Prof.Dr. N. Mert ŞENTÜRK
Sayı Editörü
Kaynaklar
1. Kurt E, Coşar A. Anestezide Monitörizasyon özel sayısı. Turkiye Klinikleri J Anest Reanim-Special Topics 2009;2(1):1-62.
2. Hendrickx JFA, De Wolf AM. Do We Need New Monitoring, or Should We Instead Make Better Use of Our Current Monitors' Lessons Learned from the Breathing Circle:
We First Need to Better Understand What We are Already Monitoring. Turkiye Klinikleri J Anest Reanim-Special Topics 2015;8(1):1-7.
3. Pedersen T. Mortality associated anaesthesia. Balliere's Clin Anesthesiol 1996:10:237-50
4. Sivrikoz N, Sungur Z. Hemodinamik Monitörizasyonda Yenilikler. Turkiye Klinikleri J Anest Reanim-Special Topics 2015;8(1):15-9.
5. Erdemli Ö, Tezcan B. Bir Monitörizasyon Yöntemi Olarak Transözofageal Ekokardiyografi. Turkiye Klinikleri J Anest Reanim-Special Topics 2015;8(1):41-8.
6. Toraman F, Aksu U. Doku Oksijenlenmesi ve Perfüzyon Monitörizasyonu. Turkiye Klinikleri J Anest Reanim-Special Topics 2015;8(1):8-14.

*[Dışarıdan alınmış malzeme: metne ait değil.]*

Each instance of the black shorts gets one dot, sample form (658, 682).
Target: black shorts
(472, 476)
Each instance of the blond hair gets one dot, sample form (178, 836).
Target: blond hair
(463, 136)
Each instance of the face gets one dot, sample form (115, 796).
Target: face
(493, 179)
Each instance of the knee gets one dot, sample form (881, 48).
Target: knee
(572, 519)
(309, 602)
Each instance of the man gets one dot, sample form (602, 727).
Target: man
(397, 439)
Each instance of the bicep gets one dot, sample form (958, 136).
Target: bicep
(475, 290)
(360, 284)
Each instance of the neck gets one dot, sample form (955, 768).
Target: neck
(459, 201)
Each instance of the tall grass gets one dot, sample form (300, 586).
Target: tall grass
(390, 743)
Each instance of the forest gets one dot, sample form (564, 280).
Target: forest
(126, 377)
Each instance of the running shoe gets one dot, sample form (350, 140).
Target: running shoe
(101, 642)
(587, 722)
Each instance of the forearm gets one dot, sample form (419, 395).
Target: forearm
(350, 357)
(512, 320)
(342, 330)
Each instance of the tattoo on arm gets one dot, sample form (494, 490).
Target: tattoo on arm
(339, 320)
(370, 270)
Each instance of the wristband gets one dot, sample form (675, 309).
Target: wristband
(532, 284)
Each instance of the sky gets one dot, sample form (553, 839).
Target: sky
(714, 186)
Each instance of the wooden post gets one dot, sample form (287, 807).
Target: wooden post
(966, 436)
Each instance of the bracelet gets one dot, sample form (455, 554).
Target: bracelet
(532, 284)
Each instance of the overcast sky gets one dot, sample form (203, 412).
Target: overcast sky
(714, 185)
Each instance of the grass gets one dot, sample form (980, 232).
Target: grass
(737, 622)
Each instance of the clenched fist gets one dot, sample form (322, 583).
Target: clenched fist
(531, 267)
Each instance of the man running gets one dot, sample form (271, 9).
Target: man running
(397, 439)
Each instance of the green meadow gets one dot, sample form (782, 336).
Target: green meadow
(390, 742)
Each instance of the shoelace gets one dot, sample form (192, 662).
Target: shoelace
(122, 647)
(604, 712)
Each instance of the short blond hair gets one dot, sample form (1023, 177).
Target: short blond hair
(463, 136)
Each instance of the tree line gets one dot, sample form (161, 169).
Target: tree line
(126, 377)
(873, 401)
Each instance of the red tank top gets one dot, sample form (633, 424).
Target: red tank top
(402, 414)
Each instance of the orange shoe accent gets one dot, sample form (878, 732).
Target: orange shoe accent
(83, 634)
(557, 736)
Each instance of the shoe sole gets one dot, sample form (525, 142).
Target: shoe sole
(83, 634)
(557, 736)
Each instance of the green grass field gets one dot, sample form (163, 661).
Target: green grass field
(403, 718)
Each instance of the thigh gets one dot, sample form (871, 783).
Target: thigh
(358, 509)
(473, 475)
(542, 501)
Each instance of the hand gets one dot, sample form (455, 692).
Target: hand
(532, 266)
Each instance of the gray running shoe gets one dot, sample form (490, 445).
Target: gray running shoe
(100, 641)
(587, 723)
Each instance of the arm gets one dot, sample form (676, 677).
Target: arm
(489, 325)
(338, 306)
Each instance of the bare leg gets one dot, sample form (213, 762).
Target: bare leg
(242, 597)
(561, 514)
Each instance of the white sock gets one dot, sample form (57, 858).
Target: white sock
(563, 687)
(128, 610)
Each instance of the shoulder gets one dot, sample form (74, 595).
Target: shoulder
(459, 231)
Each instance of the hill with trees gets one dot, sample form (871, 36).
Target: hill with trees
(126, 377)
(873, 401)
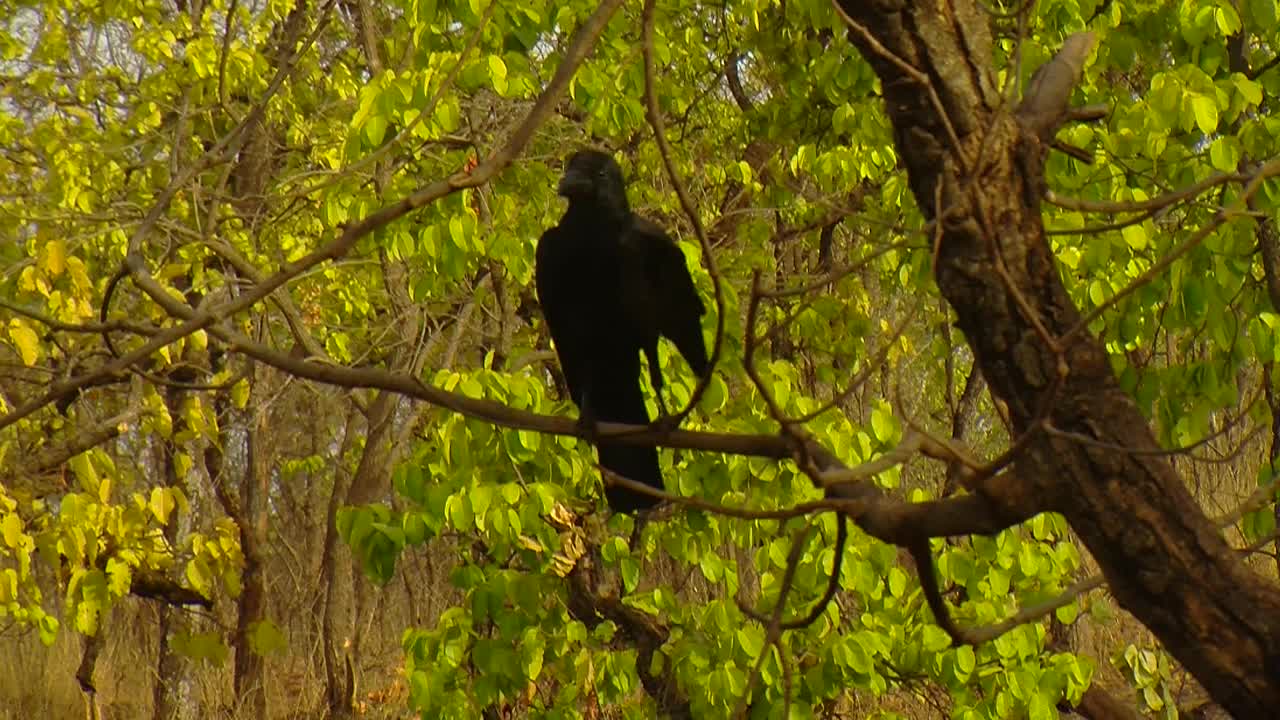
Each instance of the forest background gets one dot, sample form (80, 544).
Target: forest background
(282, 433)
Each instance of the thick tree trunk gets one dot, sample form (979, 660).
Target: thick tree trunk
(248, 673)
(1088, 454)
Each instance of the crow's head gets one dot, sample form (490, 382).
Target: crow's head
(595, 178)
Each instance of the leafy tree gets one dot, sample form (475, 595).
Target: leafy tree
(266, 295)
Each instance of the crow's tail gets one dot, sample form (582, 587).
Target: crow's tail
(622, 401)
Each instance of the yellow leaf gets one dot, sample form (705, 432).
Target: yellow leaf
(85, 473)
(54, 258)
(24, 340)
(80, 276)
(182, 464)
(240, 393)
(161, 504)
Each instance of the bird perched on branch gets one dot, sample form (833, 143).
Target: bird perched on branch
(609, 285)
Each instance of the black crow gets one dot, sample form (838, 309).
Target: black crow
(609, 283)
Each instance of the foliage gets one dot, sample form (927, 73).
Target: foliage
(780, 136)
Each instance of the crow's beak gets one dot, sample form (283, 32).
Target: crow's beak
(574, 183)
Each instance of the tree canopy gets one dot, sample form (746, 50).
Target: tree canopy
(992, 302)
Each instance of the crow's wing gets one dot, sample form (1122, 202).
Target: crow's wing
(661, 294)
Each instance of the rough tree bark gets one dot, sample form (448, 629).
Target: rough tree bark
(976, 167)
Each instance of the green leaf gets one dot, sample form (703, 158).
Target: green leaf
(883, 424)
(1136, 236)
(1205, 109)
(752, 639)
(265, 638)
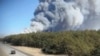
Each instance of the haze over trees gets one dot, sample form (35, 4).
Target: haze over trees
(76, 43)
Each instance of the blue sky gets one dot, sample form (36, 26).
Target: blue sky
(15, 15)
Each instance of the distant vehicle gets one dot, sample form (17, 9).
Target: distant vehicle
(13, 52)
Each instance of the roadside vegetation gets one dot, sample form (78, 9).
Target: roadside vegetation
(73, 43)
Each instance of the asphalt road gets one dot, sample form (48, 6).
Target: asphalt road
(5, 50)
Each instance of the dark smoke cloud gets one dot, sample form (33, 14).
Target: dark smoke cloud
(60, 15)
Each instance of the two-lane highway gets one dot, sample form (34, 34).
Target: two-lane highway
(5, 50)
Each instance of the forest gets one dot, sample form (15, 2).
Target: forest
(73, 43)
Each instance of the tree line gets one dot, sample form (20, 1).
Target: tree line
(73, 43)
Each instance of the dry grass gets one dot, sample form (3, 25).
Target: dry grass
(33, 51)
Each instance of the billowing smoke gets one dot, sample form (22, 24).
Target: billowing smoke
(60, 15)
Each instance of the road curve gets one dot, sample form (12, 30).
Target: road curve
(6, 50)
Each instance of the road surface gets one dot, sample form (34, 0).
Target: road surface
(5, 50)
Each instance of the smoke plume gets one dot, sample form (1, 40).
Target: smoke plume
(60, 15)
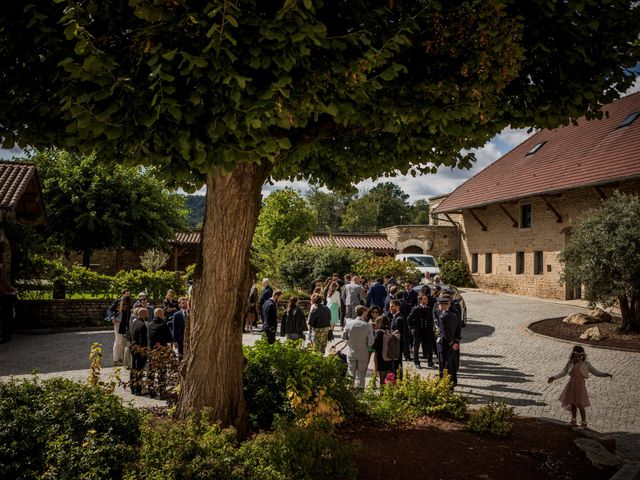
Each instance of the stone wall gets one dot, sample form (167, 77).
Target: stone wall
(546, 235)
(436, 240)
(60, 314)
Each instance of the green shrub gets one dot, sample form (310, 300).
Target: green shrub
(455, 272)
(269, 370)
(413, 397)
(155, 284)
(377, 267)
(65, 430)
(82, 280)
(330, 260)
(194, 449)
(296, 453)
(494, 418)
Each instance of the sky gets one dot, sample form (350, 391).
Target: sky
(422, 186)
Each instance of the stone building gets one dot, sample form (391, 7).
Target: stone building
(517, 214)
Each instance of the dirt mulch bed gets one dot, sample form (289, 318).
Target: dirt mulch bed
(555, 327)
(440, 449)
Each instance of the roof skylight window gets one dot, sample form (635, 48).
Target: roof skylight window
(629, 119)
(535, 148)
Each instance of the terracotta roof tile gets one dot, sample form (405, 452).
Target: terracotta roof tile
(594, 152)
(373, 242)
(14, 178)
(187, 238)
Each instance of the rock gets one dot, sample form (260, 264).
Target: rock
(600, 314)
(593, 333)
(581, 319)
(596, 453)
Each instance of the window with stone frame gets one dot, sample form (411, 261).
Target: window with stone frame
(488, 262)
(519, 263)
(525, 216)
(538, 262)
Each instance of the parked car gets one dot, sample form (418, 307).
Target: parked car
(455, 295)
(424, 263)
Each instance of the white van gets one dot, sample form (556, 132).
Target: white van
(424, 263)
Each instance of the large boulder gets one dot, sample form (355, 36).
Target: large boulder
(581, 319)
(600, 314)
(593, 333)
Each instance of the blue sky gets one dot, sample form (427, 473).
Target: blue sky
(424, 186)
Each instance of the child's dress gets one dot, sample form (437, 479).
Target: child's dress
(575, 393)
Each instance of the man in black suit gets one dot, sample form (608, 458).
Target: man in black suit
(179, 323)
(399, 323)
(159, 337)
(270, 316)
(139, 342)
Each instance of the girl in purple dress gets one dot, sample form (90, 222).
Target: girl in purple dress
(574, 396)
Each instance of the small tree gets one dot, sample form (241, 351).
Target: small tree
(377, 267)
(153, 259)
(604, 256)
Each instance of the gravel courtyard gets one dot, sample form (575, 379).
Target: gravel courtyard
(499, 359)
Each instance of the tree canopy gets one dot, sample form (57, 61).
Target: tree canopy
(284, 217)
(233, 92)
(92, 204)
(329, 90)
(603, 255)
(384, 205)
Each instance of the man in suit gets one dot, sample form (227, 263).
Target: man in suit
(266, 294)
(447, 329)
(353, 295)
(270, 316)
(179, 323)
(377, 294)
(139, 343)
(399, 323)
(420, 322)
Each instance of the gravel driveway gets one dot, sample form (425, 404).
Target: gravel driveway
(499, 359)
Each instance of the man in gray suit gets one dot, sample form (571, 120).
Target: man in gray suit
(353, 295)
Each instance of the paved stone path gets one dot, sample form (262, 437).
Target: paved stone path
(499, 360)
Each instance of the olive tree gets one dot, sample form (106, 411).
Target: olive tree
(603, 255)
(231, 93)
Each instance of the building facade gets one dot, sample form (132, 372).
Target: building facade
(517, 214)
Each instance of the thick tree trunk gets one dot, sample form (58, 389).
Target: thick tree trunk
(630, 309)
(86, 258)
(212, 368)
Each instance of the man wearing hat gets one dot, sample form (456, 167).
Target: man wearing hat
(446, 343)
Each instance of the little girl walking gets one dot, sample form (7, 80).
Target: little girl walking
(574, 396)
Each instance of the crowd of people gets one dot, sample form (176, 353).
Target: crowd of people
(390, 322)
(143, 334)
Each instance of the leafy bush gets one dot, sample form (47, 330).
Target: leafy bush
(194, 449)
(61, 429)
(82, 280)
(273, 370)
(154, 259)
(296, 453)
(155, 284)
(494, 418)
(413, 397)
(329, 260)
(455, 272)
(377, 267)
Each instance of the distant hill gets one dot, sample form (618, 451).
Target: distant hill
(195, 206)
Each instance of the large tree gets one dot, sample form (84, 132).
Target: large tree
(603, 255)
(233, 92)
(284, 217)
(92, 204)
(384, 205)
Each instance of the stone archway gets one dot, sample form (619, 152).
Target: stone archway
(413, 249)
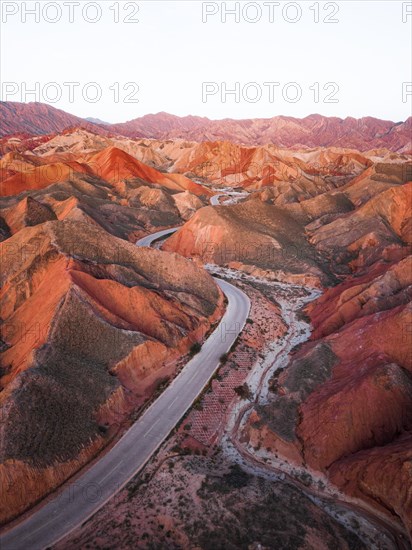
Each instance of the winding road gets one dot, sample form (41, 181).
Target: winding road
(82, 498)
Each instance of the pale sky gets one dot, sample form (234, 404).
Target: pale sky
(168, 52)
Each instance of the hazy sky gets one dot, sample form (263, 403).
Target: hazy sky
(281, 59)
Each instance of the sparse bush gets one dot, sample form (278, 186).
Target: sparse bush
(243, 391)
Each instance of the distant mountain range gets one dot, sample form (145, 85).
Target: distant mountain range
(312, 131)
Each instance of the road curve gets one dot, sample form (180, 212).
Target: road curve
(82, 498)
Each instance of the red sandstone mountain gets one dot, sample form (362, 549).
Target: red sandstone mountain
(320, 216)
(39, 118)
(312, 131)
(91, 325)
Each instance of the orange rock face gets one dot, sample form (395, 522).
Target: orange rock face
(87, 329)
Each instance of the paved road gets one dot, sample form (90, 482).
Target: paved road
(82, 498)
(147, 241)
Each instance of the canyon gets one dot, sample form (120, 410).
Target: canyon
(311, 407)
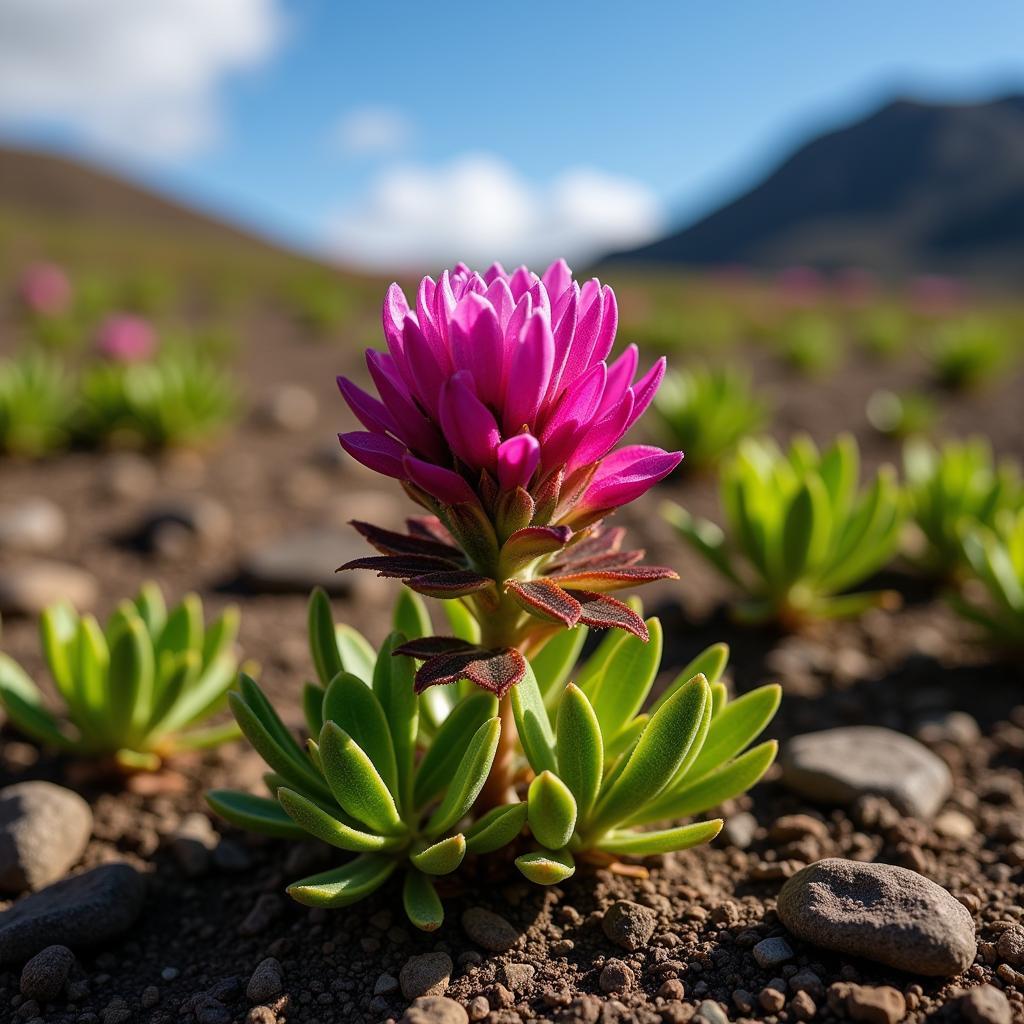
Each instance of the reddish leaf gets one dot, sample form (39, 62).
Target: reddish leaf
(605, 612)
(390, 543)
(496, 671)
(426, 647)
(457, 583)
(398, 566)
(544, 599)
(604, 580)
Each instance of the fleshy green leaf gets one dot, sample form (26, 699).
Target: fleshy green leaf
(422, 904)
(346, 885)
(580, 749)
(551, 811)
(355, 782)
(497, 828)
(469, 778)
(546, 867)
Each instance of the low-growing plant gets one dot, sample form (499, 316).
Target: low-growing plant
(960, 485)
(137, 690)
(179, 398)
(706, 412)
(800, 534)
(36, 396)
(358, 783)
(967, 353)
(993, 597)
(605, 769)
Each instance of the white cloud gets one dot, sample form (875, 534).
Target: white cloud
(135, 76)
(479, 209)
(373, 131)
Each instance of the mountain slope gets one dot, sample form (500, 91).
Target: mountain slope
(913, 187)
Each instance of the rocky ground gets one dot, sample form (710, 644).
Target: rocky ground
(145, 909)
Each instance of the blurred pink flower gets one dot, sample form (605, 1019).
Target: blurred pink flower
(45, 290)
(501, 381)
(126, 338)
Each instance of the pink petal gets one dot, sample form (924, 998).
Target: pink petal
(378, 452)
(444, 484)
(517, 461)
(369, 411)
(469, 427)
(529, 371)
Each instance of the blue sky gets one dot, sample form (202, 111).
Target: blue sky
(642, 114)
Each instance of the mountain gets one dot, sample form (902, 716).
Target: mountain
(914, 187)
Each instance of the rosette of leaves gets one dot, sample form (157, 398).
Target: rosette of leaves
(960, 485)
(800, 531)
(359, 784)
(137, 690)
(605, 770)
(993, 597)
(36, 396)
(706, 412)
(541, 579)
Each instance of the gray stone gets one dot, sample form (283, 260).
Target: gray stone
(29, 588)
(303, 559)
(882, 912)
(44, 829)
(425, 974)
(838, 766)
(488, 930)
(771, 952)
(629, 925)
(44, 977)
(82, 910)
(33, 524)
(434, 1010)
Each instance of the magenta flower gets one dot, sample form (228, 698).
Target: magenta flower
(125, 338)
(45, 290)
(498, 409)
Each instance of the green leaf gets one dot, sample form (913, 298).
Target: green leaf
(354, 708)
(580, 749)
(422, 904)
(258, 814)
(658, 754)
(469, 778)
(546, 867)
(531, 720)
(497, 828)
(394, 689)
(441, 857)
(314, 820)
(634, 844)
(737, 725)
(441, 760)
(411, 617)
(323, 642)
(355, 782)
(346, 885)
(551, 811)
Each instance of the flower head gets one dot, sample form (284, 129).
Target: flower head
(125, 338)
(498, 409)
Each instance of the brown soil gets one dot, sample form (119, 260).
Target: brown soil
(200, 938)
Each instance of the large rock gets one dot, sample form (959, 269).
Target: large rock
(882, 912)
(44, 829)
(839, 765)
(80, 911)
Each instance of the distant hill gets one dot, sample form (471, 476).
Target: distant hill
(913, 187)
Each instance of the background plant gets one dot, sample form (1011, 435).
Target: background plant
(359, 785)
(956, 486)
(138, 690)
(800, 532)
(705, 412)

7. Toprak Hİ. Devamlı Non-invaziv Hemoglobin Ölçümü. Turkiye Klinikleri J Anest Reanim-Special Topics 2015;8(1):49-56.
8. Karaaslan K. Hasta Başı Pıhtılaşma Takibi: Tromboelastografi ve Rotasyonel Tromboelastometri. Turkiye Klinikleri J Anest Reanim-Special Topics 2015;8(1):65-74.
9. Şener EB. Non-invaziv Ventilasyonda End-Tidal Karbondioksit. Turkiye Klinikleri J Anest Reanim-Special Topics 2015;8(1):31-40.
10. Borges JB. Electrical Impedance Tomography. Turkiye Klinikleri J Anest Reanim-Special Topics 2015;8(1):20-4.
11. Denizci E, Şahin A. Nöromonitörizasyon Yöntemleri ve Kullanım Alanları. Turkiye Klinikleri J Anest Reanim-Special Topics 2015;8(1):25-30.
12. Büget Mİ, Sungur MO. Anestezi Derinliği ve Analjezi Ölçümü. Turkiye Klinikleri J Anest Reanim-Special Topics 2015;8(1):57-64.
13. Ergin Özcan P. İntraabdominal Basınç. Turkiye Klinikleri J Anest Reanim-Special Topics 2015;8(1):75-80.